What to visit in Arizona unusual and particular, to include maybe as “alternative” stage in a road trip throughout the South West USA?
It’s difficult being able to put just in one post all that this state has to offer to visitors, besides its most iconic places.
It’s better to tell about it little by little – very well – to allow everyone to read, taste, imagine and draw then calmly and attentively the itinerary of the next on the road.
Arizona is magic.
Land of contrasts and pure beauty, deserts, red rock and canyons shaped over time by the Colorado River, ghost towns, gorges and boundless sunny valleys, petrified forests, starred skies and endless roads.
Land of some among the most suggestive and famous naturalistic sites in the world – Grand Canyon, Antelope Canyon, Horseshoes Bend, Cathedral Rock, just to quote the most famous ones – but also of less famous places that once discovered make a journey to the South West even more special and unforgettable.
Like the Meteor Crater National Landmark, a 3,5km circumference and 600meters deep crater generated 50 millions years ago from the fall of a giant meteorite in the middle of Arizona.
“At first it had been an almost telescopic speck; it had brightened to the dimensions of the greatest star in the heavens;
it had still grown, hour by hour, in its incredibly swift, its noiseless and inevitable rush upon our earth,
until it had equalled and surpassed the moon”
(Herbert George Wells)
The Meteor Crater National Landmark – also called Canyon Diablo Crater, Barringer Crater or Coon Butte – is the first terrestrial meteoritic crater whose origin has been demonstrated.
Before the discovery – speculated in 1905 by the geologist Daniel Moreau Barringer (who then purchased the whole area) and accepted by the international scientific community only in the 1950s thanks to the geologist Eugene Shoemaker – people thought all terrestrial craters were only and exclusively of volcanic origin.
The following scientific surveys led to the conclusion that 49 millions years ago, during the Pleistocene epoch, a 100meters diameter meteorite disintegrated on a green and rich in life area of Colorado Plateau (today a desert area of Arizona): 500 times the energy released by the Hiroshima atomic bomb.
The impact was devastating – a speed of 70.000km/h.
The meteorite disintegrated itself immediately destroying every animal and vegetal life in 10km and spreading its debris as far as a distance of 100km.

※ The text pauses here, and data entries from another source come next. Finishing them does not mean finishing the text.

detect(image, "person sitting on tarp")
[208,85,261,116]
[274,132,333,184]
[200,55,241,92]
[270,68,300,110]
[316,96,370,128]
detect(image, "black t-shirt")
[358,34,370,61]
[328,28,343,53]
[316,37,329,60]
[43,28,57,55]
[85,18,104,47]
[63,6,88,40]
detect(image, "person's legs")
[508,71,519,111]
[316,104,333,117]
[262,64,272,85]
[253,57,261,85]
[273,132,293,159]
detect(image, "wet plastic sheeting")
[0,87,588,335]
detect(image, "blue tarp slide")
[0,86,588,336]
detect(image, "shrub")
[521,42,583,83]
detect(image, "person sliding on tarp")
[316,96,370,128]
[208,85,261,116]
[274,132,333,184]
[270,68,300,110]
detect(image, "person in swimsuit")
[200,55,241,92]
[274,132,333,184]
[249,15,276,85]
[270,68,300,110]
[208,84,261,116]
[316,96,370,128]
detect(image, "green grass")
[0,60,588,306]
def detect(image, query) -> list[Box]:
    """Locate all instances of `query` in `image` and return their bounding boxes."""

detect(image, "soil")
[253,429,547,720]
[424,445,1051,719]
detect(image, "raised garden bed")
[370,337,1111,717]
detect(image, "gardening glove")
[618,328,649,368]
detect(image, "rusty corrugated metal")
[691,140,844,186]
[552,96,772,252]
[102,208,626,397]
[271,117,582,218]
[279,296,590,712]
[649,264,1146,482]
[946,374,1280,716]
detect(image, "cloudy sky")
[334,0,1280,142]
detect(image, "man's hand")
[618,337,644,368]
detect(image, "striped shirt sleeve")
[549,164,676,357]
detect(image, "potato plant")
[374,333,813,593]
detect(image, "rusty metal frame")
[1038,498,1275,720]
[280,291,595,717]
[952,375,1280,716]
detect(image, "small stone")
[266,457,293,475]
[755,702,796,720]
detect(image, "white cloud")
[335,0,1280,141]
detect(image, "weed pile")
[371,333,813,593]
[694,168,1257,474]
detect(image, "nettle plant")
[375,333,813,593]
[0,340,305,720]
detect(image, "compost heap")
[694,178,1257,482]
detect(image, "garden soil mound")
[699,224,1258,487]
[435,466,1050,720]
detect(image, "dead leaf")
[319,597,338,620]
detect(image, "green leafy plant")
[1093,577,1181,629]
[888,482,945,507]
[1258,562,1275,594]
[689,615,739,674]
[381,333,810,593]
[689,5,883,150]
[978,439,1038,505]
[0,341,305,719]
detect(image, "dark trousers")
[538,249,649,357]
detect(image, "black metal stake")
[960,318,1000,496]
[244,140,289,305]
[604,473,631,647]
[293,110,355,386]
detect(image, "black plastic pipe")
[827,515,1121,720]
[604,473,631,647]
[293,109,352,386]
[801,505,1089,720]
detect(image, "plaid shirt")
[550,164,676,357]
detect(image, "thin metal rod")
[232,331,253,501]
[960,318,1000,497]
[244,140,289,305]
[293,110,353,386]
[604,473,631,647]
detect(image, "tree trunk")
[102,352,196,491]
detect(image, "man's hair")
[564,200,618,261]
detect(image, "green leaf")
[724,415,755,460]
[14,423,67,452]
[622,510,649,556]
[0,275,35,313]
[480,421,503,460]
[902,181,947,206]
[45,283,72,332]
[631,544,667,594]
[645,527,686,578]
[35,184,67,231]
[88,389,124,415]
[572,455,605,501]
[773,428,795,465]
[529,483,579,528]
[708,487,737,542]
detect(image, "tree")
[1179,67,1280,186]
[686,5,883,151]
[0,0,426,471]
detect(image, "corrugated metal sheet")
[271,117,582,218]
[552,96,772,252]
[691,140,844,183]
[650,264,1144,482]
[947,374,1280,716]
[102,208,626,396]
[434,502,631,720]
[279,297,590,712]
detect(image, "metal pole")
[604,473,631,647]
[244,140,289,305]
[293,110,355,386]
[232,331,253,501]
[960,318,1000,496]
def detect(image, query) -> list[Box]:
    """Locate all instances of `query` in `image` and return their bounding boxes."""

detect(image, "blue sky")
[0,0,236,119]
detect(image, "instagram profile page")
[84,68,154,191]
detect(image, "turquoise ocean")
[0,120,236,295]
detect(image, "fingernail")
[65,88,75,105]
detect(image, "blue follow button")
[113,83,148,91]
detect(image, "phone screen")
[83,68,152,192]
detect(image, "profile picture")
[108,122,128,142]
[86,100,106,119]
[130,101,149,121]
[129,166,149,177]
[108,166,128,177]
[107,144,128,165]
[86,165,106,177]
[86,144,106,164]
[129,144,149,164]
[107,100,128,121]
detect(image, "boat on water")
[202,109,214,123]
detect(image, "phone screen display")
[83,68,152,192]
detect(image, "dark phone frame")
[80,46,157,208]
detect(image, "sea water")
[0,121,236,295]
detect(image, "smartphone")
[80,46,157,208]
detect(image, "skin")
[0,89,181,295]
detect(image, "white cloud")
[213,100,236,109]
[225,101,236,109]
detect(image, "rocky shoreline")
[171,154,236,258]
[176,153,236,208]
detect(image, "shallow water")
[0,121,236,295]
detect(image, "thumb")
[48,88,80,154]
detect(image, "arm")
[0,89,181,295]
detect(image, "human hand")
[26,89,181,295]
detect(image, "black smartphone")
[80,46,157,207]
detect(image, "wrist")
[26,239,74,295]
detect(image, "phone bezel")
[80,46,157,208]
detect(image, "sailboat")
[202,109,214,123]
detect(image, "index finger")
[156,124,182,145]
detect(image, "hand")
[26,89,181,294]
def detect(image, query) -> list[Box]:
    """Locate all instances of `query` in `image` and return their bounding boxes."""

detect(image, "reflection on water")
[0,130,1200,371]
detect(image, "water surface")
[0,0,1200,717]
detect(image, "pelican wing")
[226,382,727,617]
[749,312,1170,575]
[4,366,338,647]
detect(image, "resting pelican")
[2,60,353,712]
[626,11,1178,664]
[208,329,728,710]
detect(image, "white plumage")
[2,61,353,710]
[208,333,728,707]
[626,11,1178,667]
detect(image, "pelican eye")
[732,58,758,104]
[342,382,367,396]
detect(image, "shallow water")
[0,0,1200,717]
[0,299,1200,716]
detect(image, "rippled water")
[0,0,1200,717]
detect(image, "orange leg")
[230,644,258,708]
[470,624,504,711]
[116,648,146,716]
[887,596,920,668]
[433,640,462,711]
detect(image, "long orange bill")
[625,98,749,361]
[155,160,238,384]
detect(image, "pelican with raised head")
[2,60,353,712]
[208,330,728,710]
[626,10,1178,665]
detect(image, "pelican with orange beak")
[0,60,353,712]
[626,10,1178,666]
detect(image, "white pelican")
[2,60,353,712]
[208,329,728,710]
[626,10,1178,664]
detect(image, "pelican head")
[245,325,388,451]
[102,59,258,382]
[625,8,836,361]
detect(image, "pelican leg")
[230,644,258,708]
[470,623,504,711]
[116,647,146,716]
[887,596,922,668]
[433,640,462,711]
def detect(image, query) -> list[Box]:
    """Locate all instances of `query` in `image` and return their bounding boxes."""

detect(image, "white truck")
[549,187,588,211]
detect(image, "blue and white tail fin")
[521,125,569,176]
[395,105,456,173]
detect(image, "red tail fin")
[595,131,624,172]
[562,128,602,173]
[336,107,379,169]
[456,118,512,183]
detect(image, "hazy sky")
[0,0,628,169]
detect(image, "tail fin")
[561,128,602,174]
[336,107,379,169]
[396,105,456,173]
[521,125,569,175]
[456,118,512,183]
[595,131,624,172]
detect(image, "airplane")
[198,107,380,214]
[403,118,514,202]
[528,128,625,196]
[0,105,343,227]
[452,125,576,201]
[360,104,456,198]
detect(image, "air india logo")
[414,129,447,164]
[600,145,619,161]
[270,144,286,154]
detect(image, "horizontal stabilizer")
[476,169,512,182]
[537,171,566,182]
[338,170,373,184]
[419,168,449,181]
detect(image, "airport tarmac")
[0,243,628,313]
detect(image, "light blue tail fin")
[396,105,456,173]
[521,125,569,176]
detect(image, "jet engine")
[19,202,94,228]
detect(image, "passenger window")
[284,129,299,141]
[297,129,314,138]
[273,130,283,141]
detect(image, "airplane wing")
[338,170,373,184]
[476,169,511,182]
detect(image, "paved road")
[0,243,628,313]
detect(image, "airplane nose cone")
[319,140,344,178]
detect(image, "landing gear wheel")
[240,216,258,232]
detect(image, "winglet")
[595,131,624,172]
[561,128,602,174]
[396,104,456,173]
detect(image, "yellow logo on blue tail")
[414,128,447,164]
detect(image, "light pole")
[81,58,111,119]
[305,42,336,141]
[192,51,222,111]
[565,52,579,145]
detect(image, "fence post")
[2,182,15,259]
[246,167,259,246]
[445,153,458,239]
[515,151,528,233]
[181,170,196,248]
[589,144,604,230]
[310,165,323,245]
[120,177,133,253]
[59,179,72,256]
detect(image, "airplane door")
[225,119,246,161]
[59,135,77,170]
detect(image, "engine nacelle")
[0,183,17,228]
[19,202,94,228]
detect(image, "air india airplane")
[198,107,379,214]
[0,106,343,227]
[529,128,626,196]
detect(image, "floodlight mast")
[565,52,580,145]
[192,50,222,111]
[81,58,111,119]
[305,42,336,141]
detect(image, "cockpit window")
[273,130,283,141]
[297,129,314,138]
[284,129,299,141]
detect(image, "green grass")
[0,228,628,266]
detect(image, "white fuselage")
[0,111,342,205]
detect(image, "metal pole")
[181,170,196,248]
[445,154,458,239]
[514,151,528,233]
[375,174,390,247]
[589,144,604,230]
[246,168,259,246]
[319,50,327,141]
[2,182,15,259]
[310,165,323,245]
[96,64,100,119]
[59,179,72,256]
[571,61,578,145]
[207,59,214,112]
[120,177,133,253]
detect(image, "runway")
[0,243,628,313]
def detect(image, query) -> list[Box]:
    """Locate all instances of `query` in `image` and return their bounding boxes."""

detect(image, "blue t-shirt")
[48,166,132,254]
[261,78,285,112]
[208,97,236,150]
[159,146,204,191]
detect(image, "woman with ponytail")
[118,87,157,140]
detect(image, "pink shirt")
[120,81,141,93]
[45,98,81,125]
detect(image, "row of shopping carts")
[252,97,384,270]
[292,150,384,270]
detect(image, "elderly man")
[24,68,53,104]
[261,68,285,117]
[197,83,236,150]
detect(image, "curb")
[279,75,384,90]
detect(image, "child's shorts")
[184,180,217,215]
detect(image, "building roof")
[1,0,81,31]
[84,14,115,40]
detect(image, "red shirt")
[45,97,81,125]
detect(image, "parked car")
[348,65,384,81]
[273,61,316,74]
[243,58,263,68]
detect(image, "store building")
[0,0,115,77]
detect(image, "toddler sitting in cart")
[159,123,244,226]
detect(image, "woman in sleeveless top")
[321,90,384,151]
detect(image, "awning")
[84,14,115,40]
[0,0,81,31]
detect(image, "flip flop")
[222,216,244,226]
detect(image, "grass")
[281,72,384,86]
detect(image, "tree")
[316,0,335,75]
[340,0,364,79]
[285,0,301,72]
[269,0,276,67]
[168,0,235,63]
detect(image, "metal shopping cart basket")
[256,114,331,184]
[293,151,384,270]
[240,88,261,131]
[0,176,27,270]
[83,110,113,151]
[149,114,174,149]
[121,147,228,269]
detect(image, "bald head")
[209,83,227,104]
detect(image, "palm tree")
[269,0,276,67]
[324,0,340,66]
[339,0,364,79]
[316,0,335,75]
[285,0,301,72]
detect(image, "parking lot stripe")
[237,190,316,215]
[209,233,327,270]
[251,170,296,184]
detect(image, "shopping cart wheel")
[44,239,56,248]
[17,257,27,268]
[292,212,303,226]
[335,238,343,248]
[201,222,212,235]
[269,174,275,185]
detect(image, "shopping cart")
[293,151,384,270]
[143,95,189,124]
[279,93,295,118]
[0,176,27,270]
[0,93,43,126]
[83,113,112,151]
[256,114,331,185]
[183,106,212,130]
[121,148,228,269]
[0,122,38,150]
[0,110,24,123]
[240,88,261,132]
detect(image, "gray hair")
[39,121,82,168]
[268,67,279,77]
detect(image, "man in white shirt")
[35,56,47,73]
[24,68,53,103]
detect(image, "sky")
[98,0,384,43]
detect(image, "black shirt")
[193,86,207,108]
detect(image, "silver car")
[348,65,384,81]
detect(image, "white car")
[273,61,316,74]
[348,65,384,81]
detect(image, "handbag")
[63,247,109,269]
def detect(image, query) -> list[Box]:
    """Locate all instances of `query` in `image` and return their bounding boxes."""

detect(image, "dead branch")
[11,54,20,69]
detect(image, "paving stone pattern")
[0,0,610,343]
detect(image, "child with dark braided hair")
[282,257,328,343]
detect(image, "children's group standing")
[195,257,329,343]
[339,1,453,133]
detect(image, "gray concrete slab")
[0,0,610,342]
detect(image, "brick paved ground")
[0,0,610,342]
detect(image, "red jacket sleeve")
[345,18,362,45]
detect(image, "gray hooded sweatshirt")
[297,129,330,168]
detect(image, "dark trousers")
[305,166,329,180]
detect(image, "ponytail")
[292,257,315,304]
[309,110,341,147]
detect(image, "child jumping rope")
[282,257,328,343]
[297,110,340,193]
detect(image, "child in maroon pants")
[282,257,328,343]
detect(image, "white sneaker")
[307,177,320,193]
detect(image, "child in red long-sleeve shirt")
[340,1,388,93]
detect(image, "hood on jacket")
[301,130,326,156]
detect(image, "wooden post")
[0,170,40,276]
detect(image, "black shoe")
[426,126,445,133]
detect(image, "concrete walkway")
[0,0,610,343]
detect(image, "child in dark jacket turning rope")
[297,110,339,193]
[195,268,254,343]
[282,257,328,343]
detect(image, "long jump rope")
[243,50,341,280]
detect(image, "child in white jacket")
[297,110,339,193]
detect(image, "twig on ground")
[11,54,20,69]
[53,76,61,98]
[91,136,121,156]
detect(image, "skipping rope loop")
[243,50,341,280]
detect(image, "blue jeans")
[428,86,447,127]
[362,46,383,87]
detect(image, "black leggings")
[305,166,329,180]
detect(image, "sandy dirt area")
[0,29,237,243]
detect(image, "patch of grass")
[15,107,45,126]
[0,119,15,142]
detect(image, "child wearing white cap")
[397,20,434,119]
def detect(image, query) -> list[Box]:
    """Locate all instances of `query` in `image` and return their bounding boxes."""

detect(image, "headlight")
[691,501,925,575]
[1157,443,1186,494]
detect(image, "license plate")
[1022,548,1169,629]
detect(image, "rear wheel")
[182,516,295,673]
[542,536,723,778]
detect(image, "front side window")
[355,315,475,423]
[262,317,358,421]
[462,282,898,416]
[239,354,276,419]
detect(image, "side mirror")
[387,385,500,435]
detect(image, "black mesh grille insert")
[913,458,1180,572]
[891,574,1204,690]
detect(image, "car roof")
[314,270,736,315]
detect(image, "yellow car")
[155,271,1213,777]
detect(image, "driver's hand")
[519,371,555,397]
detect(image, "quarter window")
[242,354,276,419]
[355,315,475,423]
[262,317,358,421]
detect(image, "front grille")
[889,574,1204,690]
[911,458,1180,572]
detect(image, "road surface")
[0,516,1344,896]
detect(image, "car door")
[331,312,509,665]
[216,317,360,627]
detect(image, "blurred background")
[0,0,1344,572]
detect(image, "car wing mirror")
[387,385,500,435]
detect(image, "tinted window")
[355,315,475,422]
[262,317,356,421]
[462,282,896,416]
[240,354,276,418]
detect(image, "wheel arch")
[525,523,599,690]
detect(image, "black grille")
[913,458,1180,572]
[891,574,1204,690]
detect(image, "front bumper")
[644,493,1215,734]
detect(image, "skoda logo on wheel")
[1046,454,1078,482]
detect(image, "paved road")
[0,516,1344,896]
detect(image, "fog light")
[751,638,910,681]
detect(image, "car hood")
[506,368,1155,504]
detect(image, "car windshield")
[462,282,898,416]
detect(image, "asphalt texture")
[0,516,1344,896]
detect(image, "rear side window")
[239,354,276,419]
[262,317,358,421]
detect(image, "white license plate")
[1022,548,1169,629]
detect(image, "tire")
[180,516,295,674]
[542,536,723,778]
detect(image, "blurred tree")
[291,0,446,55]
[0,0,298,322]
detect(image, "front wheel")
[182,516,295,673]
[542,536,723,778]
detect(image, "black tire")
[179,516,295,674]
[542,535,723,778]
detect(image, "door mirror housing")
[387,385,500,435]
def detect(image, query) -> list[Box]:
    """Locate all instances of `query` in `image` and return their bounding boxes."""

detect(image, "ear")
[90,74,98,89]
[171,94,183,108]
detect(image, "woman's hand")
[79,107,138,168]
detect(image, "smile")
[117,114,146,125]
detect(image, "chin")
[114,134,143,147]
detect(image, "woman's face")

The bottom of the crater – still today an area which cannot be visited by the most part of people, destined only to scientific studies – due to its particular conformation very alike the
lunar soil one, was used for several years by the NASA researchers for the moon landing trainings of the Apollo’s missions crew.
The Meteor Crater became accessible to the public only from late 1960s.
Today the whole facility – still run by Barringer heirs – has been turned into a museum, an open-sky one for a good part, with researchers center attached.
The visit of the Meteor Crater National Landmark will take at least an abundant hour, two and a half ones if you decide to take part into the guided tours on the crater’s circumference.
Admittance includes the stop on 3 viewpoints on the crater’s edge, the possibility to use telescopes on the view platforms to admire calmly the amazing neighboring landscape, the bottom of the crater and the rocks created following the fall of the meteorite, the tour of the Interactive Discovery Center with the small museum attached. And the chance to watch the “Impact” movie every 30 minutes, which reconstructs in detail the impact of the meteorite and Barringer’s story.
The guided tours on the crater’s edge – very recommended if you have time – leave every 15 minutes, from 9.15 am until the last one at 2.10 pm. They last 45 minutes about and are led by specialized guides.
It is necessary to require the booking when you buy the ticket or send a request by the official website in case of numerous groups.
The Meteor Crater National Landmark is located on the Interstate 40 in the Winslow area, Arizona.
It is opened to the public 7 days a week 8am-5pm. At the moment admittance is $18 adults, $9 teens 6-17 (free admittance under 6) and $16 seniors. Discounted fares for groups over 6 people are scheduled.
Comfortable cloths are recommended, trekking shoes if you go on tour on the crater and the use of solar creams, above all in the hottest hours of the day.
Winslow, located about 36km far from the Meteor Crater, is a nice small town crossed by Route 66.
It is also famous to have been quoted in “Take it easy”, a famous song by Eagles… “Well, I’m a standin’ on a corner in Winslow, Arizona, such a fine sight to see.”
The corner is located between Corner of Kinsley and Old Hwy 66, the original path of Route 66.
Winslow is certainly the best solution for a stop on the road to Meteor Crater or even better stay overnight.
The Posada Hotel and Gardens is the ideal place.
It is a historic Mexican style “hacienda” – in the past it hosted characters of the caliber of Albert Einstein, Franklin Delano Roosevelt, John Wayne, Amelia Earhart – completely restored with theme rooms, a very good restaurant, and free Wi-Fi and parking.